OCaml Visual Program Mobile

Collide is an event-based simulation of elastic collisions between two-dimensional balls. An interactive demo is available.

It’s written in OCaml. The same core code is used to produce several applications:

The cairo-based drawing code is used on HTML5 canvases, PNG files and Gtk Cairo contexts thanks to my library JsOfOCairo. The OCaml bytecode is translated to JavaScript using js_of_ocaml and the resulting browser-based application is packaged using Cordova to produce the mobile application.

A prototype was written in C++.

vincent-jacques.net

Web JavaScript

vincent-jacques.net is my personal website, the one you’re looking at.

It’s generated as a static website using Nuxt.js (thus Vue.js, Vue Router, webpack, etc.) and is hosted on GitHub Pages.

On the client side, it uses Bootstrap (throught BootstrapVue), Sass and a little bit of Font Awesome.

infrastructure

Web

My infrastructure repository holds my… infrastructure, as code.

It uses Terraform to maintain my DNS records at Gandi, and point them at a Kubernetes+Helm cluster on Google Cloud Platform. (I left Amazon Web Services when I adopted Kubernetes because of the GKE pricing).

Private credential files are kept securely in the public git repository using git-crypt.

I use a single IP address for all my (sub-)domains and use HAProxy to dispatch requests accordingly.

IpMap

JavaScript Visual Web

IpMap is a browsable map of the IPv4 address space inspired by xkcd 195, Map of the Internet. You can try the interactive demo.

It’s implemented in HTML5 and JavaScript, purely on the client side, using jQuery and jquery-mousewheel.

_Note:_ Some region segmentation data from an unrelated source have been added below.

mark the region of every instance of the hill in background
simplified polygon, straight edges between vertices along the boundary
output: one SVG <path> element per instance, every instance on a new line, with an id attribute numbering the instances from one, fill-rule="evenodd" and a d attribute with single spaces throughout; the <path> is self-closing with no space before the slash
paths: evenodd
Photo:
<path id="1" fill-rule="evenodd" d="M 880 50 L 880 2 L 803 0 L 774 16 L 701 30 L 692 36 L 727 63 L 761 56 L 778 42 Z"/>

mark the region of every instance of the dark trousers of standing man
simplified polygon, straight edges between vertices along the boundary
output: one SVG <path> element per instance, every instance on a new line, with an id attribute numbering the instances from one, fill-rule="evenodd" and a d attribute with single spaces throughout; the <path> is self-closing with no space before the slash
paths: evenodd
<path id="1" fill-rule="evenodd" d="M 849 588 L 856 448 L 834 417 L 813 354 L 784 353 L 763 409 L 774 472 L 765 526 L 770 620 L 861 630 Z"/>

I’ve recently improved my knowledge of the JavaScript language and ecosystem. I think this project would deserve some work to improve its code quality and maintainability. I keep it here because it’s still working software.

ActionTree

Python Library

ActionTree is a Python library to execute (long) actions in parallel, respecting dependencies between those actions.

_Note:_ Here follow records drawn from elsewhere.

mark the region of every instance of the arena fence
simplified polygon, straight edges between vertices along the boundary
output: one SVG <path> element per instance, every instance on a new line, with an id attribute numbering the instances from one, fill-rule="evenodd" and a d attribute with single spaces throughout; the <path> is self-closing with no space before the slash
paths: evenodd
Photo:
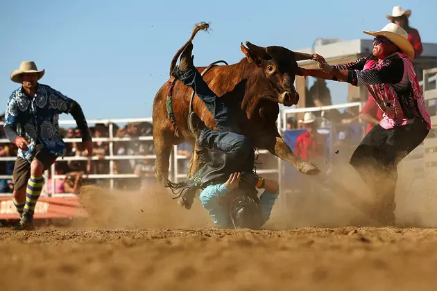
<path id="1" fill-rule="evenodd" d="M 332 105 L 332 106 L 325 106 L 321 107 L 313 107 L 313 108 L 291 108 L 286 109 L 285 110 L 282 111 L 280 113 L 277 121 L 277 125 L 280 129 L 280 132 L 283 134 L 286 129 L 286 116 L 289 114 L 293 114 L 298 112 L 317 112 L 317 111 L 324 111 L 329 110 L 332 109 L 345 109 L 351 107 L 359 107 L 361 109 L 361 104 L 359 103 L 346 103 L 342 105 Z M 139 178 L 140 177 L 138 175 L 134 173 L 114 173 L 114 161 L 120 161 L 120 160 L 139 160 L 139 159 L 156 159 L 156 157 L 155 155 L 117 155 L 114 151 L 114 144 L 117 142 L 120 141 L 132 141 L 135 139 L 132 137 L 123 137 L 119 138 L 115 137 L 114 133 L 114 124 L 121 124 L 121 123 L 141 123 L 141 122 L 152 122 L 151 118 L 128 118 L 128 119 L 101 119 L 101 120 L 89 120 L 87 121 L 88 124 L 92 126 L 95 124 L 105 124 L 108 125 L 108 137 L 101 137 L 101 138 L 93 138 L 94 141 L 102 141 L 107 142 L 109 144 L 109 154 L 105 155 L 103 159 L 110 161 L 110 166 L 109 166 L 109 173 L 108 174 L 85 174 L 83 175 L 83 177 L 89 179 L 109 179 L 110 186 L 111 188 L 113 188 L 114 186 L 114 180 L 118 179 L 126 179 L 126 178 Z M 0 125 L 3 125 L 3 123 L 0 123 Z M 76 127 L 76 122 L 74 121 L 60 121 L 60 126 L 61 127 Z M 329 130 L 329 127 L 328 130 Z M 325 129 L 326 130 L 326 128 Z M 153 141 L 153 136 L 139 136 L 137 139 L 139 141 Z M 331 143 L 334 139 L 332 136 Z M 80 138 L 65 138 L 65 142 L 67 143 L 74 143 L 74 142 L 80 142 Z M 1 143 L 9 143 L 9 141 L 3 139 L 0 139 Z M 330 148 L 332 148 L 331 146 Z M 257 155 L 271 155 L 271 154 L 267 150 L 259 150 L 257 151 Z M 277 160 L 276 166 L 272 168 L 264 168 L 262 170 L 257 170 L 257 173 L 259 175 L 274 175 L 277 177 L 280 185 L 281 185 L 281 191 L 282 189 L 283 183 L 282 179 L 284 178 L 284 164 L 287 162 L 284 162 L 282 159 L 275 157 Z M 16 157 L 0 157 L 0 161 L 15 161 L 16 159 Z M 185 156 L 178 155 L 178 146 L 174 146 L 173 149 L 171 152 L 171 159 L 170 159 L 170 166 L 169 166 L 169 178 L 173 182 L 178 182 L 186 179 L 187 175 L 182 171 L 180 171 L 178 166 L 178 161 L 180 160 L 185 160 L 186 159 Z M 64 157 L 63 159 L 59 158 L 58 161 L 87 161 L 89 159 L 93 161 L 98 161 L 102 159 L 98 158 L 97 157 L 92 157 L 92 158 L 87 158 L 85 157 Z M 50 179 L 51 183 L 51 191 L 49 191 L 48 189 L 48 184 L 46 183 L 44 185 L 44 193 L 46 193 L 46 195 L 48 197 L 67 197 L 67 196 L 74 196 L 74 194 L 70 193 L 55 193 L 56 187 L 55 183 L 57 179 L 65 179 L 67 177 L 67 175 L 57 175 L 55 173 L 55 166 L 52 165 L 51 169 L 44 173 L 44 177 L 46 178 L 46 181 L 48 181 L 49 174 L 50 173 L 50 177 L 51 179 Z M 0 179 L 12 179 L 12 175 L 0 175 Z M 12 193 L 1 193 L 0 196 L 10 196 Z"/>
<path id="2" fill-rule="evenodd" d="M 437 78 L 437 68 L 434 68 L 431 69 L 424 70 L 424 80 L 421 82 L 420 86 L 422 88 L 425 100 L 427 101 L 427 104 L 428 108 L 431 114 L 432 124 L 433 125 L 437 125 L 437 89 L 436 87 L 436 79 Z M 287 129 L 287 118 L 289 116 L 292 116 L 295 119 L 298 114 L 302 114 L 304 112 L 329 112 L 332 109 L 337 109 L 342 110 L 345 109 L 347 108 L 351 107 L 358 107 L 358 111 L 361 111 L 363 103 L 349 103 L 345 104 L 340 104 L 335 105 L 329 105 L 329 106 L 323 106 L 318 107 L 309 107 L 309 108 L 286 108 L 281 110 L 278 118 L 277 120 L 277 126 L 280 130 L 280 132 L 282 135 L 282 136 L 286 136 L 287 135 L 293 136 L 295 137 L 298 134 L 302 132 L 302 130 L 300 129 Z M 323 113 L 320 114 L 317 114 L 318 116 L 323 116 Z M 334 142 L 336 139 L 339 139 L 339 136 L 336 136 L 336 130 L 335 127 L 336 125 L 330 124 L 329 121 L 327 121 L 323 117 L 320 118 L 319 117 L 319 121 L 321 121 L 322 124 L 321 127 L 318 128 L 318 131 L 320 133 L 323 133 L 327 136 L 329 136 L 329 156 L 332 156 L 334 154 L 334 151 L 335 150 L 335 147 L 334 146 Z M 94 141 L 102 141 L 107 142 L 109 145 L 109 153 L 108 155 L 104 156 L 103 158 L 98 158 L 97 157 L 92 157 L 91 158 L 85 157 L 65 157 L 63 159 L 60 158 L 58 159 L 58 161 L 87 161 L 89 159 L 96 161 L 96 160 L 108 160 L 110 161 L 109 166 L 109 173 L 108 174 L 95 174 L 95 175 L 83 175 L 83 177 L 87 179 L 109 179 L 110 186 L 111 188 L 114 187 L 114 180 L 118 179 L 126 179 L 126 178 L 140 178 L 138 175 L 134 173 L 114 173 L 114 161 L 121 161 L 121 160 L 144 160 L 144 159 L 153 159 L 155 160 L 156 157 L 155 155 L 117 155 L 114 151 L 114 143 L 121 142 L 121 141 L 130 141 L 133 140 L 137 141 L 153 141 L 153 137 L 151 136 L 139 136 L 137 138 L 132 137 L 115 137 L 114 133 L 114 125 L 119 125 L 123 123 L 142 123 L 142 122 L 148 122 L 152 123 L 151 118 L 123 118 L 123 119 L 97 119 L 97 120 L 89 120 L 87 121 L 88 124 L 96 125 L 96 124 L 105 124 L 108 126 L 108 137 L 101 137 L 101 138 L 93 138 Z M 3 125 L 3 123 L 0 122 L 0 125 Z M 74 121 L 60 121 L 60 125 L 62 127 L 68 127 L 69 126 L 72 127 L 76 127 L 76 122 Z M 364 134 L 364 127 L 366 124 L 363 123 L 359 123 L 359 132 L 360 134 L 359 140 L 363 136 Z M 434 162 L 434 160 L 437 161 L 437 158 L 434 158 L 434 155 L 436 154 L 432 154 L 433 152 L 437 152 L 437 134 L 434 134 L 436 138 L 434 138 L 434 135 L 430 138 L 427 139 L 425 141 L 425 146 L 422 143 L 417 149 L 415 149 L 411 155 L 409 155 L 404 161 L 402 161 L 403 164 L 408 164 L 408 168 L 413 168 L 418 170 L 415 171 L 417 173 L 418 176 L 420 176 L 422 175 L 422 170 L 425 168 L 425 165 L 424 162 L 425 155 L 427 155 L 427 158 L 426 159 L 427 161 L 427 166 L 429 167 L 433 167 L 434 164 L 437 164 L 437 162 Z M 74 143 L 74 142 L 81 142 L 82 140 L 80 138 L 65 138 L 64 139 L 65 143 Z M 9 141 L 6 139 L 0 139 L 0 143 L 9 143 Z M 290 145 L 289 145 L 290 146 Z M 352 145 L 354 146 L 354 145 Z M 293 148 L 292 145 L 291 146 Z M 293 150 L 293 148 L 292 148 Z M 270 155 L 271 154 L 267 150 L 259 150 L 257 151 L 257 155 Z M 432 155 L 431 155 L 432 154 Z M 432 156 L 432 157 L 431 157 Z M 288 179 L 288 173 L 286 173 L 286 166 L 288 165 L 288 162 L 284 161 L 282 159 L 275 157 L 276 159 L 277 163 L 276 166 L 272 168 L 264 168 L 262 170 L 257 170 L 257 173 L 259 175 L 274 175 L 277 177 L 278 182 L 280 186 L 280 191 L 282 193 L 286 193 L 287 191 L 290 189 L 286 188 L 286 186 L 284 183 L 284 179 Z M 1 157 L 0 161 L 15 161 L 17 159 L 16 157 Z M 178 167 L 178 161 L 180 160 L 186 160 L 186 157 L 184 155 L 178 155 L 178 146 L 174 146 L 173 149 L 171 152 L 171 158 L 170 158 L 170 165 L 169 165 L 169 179 L 173 182 L 180 182 L 181 180 L 185 179 L 187 178 L 187 174 L 181 171 Z M 52 165 L 51 169 L 44 173 L 44 177 L 46 178 L 46 181 L 47 181 L 47 178 L 49 177 L 49 174 L 50 173 L 50 175 L 52 177 L 51 179 L 51 191 L 48 191 L 48 184 L 46 183 L 44 185 L 44 193 L 46 193 L 46 195 L 49 197 L 66 197 L 66 196 L 75 196 L 74 194 L 69 193 L 55 193 L 55 182 L 57 179 L 65 179 L 67 177 L 67 175 L 56 175 L 55 174 L 55 166 Z M 151 175 L 151 176 L 154 176 L 154 175 Z M 12 175 L 1 175 L 0 179 L 12 179 Z M 10 196 L 12 193 L 0 193 L 0 196 Z"/>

To ensure that side-effects from an action don’t affect others, it uses Python’s multiprocessing module to launch each action in its own subprocess.

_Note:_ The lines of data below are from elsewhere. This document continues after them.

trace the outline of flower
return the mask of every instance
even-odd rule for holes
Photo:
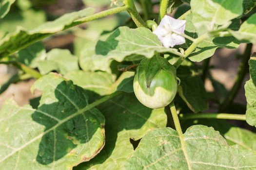
[[[176,19],[166,15],[153,33],[158,36],[164,47],[172,48],[185,43],[185,38],[181,35],[184,34],[185,24],[185,20]]]

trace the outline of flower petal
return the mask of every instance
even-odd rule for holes
[[[186,42],[186,40],[183,36],[176,34],[172,34],[172,39],[173,39],[174,43],[175,44],[175,45],[182,44]]]

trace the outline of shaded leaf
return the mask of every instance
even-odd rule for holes
[[[2,18],[7,14],[11,5],[15,0],[1,0],[0,2],[0,18]]]
[[[105,145],[95,158],[74,170],[123,170],[125,161],[134,152],[130,138],[137,140],[151,130],[166,124],[163,108],[148,108],[133,93],[109,101],[99,109],[106,118]]]
[[[0,31],[2,32],[2,34],[6,34],[15,31],[19,27],[31,30],[43,24],[46,21],[46,15],[42,10],[32,9],[24,11],[12,10],[0,20]]]
[[[36,68],[38,62],[46,58],[46,51],[42,43],[38,42],[18,52],[17,60],[20,62]]]
[[[170,128],[146,135],[127,161],[126,169],[253,169],[256,154],[230,146],[213,128],[195,125],[184,134],[185,146],[177,133]]]
[[[47,22],[30,31],[20,28],[0,40],[0,58],[22,50],[45,37],[63,31],[72,26],[77,19],[90,15],[93,12],[92,8],[87,8],[65,14],[53,21]]]
[[[244,21],[238,31],[229,31],[238,40],[249,40],[252,43],[256,44],[256,14]]]
[[[229,22],[243,13],[243,0],[191,0],[193,22],[201,35],[214,31],[219,25],[228,26]],[[201,4],[198,5],[198,4]]]
[[[113,92],[114,83],[112,75],[104,72],[84,72],[81,70],[68,73],[65,76],[74,84],[84,89],[91,90],[101,96]]]
[[[37,66],[40,72],[45,74],[52,70],[65,74],[78,70],[78,58],[68,50],[55,49],[47,53],[44,60],[39,61]]]
[[[81,87],[56,74],[32,87],[43,94],[37,109],[12,100],[0,112],[0,166],[4,170],[70,170],[104,143],[104,119]]]
[[[111,94],[116,91],[133,92],[134,72],[122,73],[116,81],[112,74],[105,72],[76,71],[65,77],[83,88],[92,91],[101,96]]]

It also uses Graphviz (through the graphviz Python module) and matplotlib to produce visual reports of the execution.

variadic

Python Library

variadic is a Python function decorator to write variadic functions accepting a mix of arguments and iterables of those arguments.

Its main added value is that decorated functions keep their signature, so tools doing introspection (Sphinx doc, IDEs, etc.) will work like there is no decorator.

The wrapper function is generated using Python’s ast module. This avoids using eval on generated code.

JsOfOCairo

OCaml Web Library

JsOfOCairo is a OCaml library to reuse Cairo-based drawing code in web browsers.

It’s an adapter, implementing (a reasonable subset of) the interface of ocaml-cairo targeting HTML5 canvas elements as exposed to OCaml by js_of_ocaml.

hashids-ocaml

OCaml Library

hashids-ocaml is an OCaml implementation of hashids.

Hashids, by Ivan Akimov, is a successful small library to obfuscate integers, mainly used to hide growing sequences when generating public URLs. It’s been ported to a wide variety of programming languages by the community.

Polyglot

C++ Python JavaScript OCaml

Polyglot is a collection of examples of how to interface pieces of code written in different languages, and/or execute code in a runtime environment that’s not traditional for its language. Calling a C++ library from a Python program, or executing OCaml code in a web browser, are two examples amongst what Polyglot demonstrates.

It uses many different technologies to interface a few languages like C, C++, Python, OCaml and JavaScript.

QuadProgMm

C++ Library

QuadProgMm is a C++ library providing a domain specific language to express Quadratic programming problems as literal C++ equations on named variables.

It leverages the C++ type system to create a small domains specific language, and QuadProg++ to actually solve QP problems.